Verveer was chief of staff to Clinton when she was first lady and the first United States Ambassador-at-Large for Global Women’s Issues.
“The Colombian peace agreement without any doubt progresses women’s rights, but even more importantly, it guarantees a gender approach in peacemaking and peace-building,” De la Calle said after Verveer asked the panel what they were most proud of.
He thanked the women of the government’s delegation, including Riveros, Ambrosi and other women in the negotiations for their “tireless enthusiasm and leadership and perseverance” during the most difficult moments of the peace process.
‘Raise Our Voices’
Through an interpreter, the female awardees also talked about such violence, which was personal for one of them.
Bedoya, whom Verveer noted had been kidnapped, raped and tortured in the course of her career as a journalist, warned that rulers around the world should not “forget that sexual violence against women is a crime and women in many corners of the world are ready to raise our voices and fight for our rights.”
Riveros noted that during the conflict women were victims but were also advisors, professionals, mothers and family members.
“My greatest pride has to do with the fact that today we can show women in Colombia and around the world this example of the establishing of a framework that allows women to [participate] in all of those roles,” she said.
After Verveer asked the group what the international community could do to help Colombia implement the peace agreement, both Bedoya and Ambrosi suggested supporting the country’s social organizations and projects.
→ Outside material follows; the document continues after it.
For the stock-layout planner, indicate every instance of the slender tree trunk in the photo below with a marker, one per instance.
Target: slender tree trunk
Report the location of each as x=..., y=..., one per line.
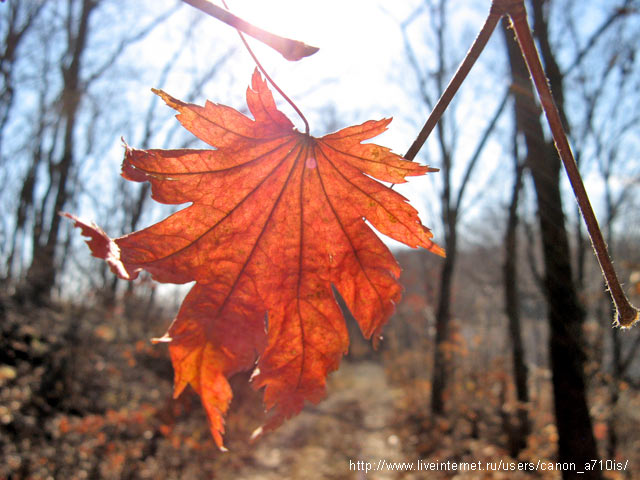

“What we truly have to support is the projects that are being implemented in the regions that will really make a difference in the peace process,” Bedoya said. “That is where the future of Colombia lies – it’s spending more in social projects so that we can give a new face to our country… that is the best support we can get from the international community.”
Ambrosi said she believes the agreement has a “robust mechanism for implementation and follow up where the international community has a very important role to play.”
Women, Peace and Security
The Hillary Rodham Clinton Awards are bestowed annually by GIWPS for exceptional leadership in recognizing the important role of women in creating a more peaceful and secure world.
Last year, the award was presented to Zainab Bangura, special representative to the United Nations secretary general for sexual violence in conflict, for her commitment to eradicating sexual violence.
Past recipients also include U.N. Special Envoy Staffan de Mistura; Philippines chief negotiator Miriam Coronel Ferrer; British Foreign Secretary William Hague; Congolese humanitarian Dr. Denis Mukwege; NATO Secretary General Anders Fogh Rasmussen and Guatemalan Attorney General Claudia Paz y Paz.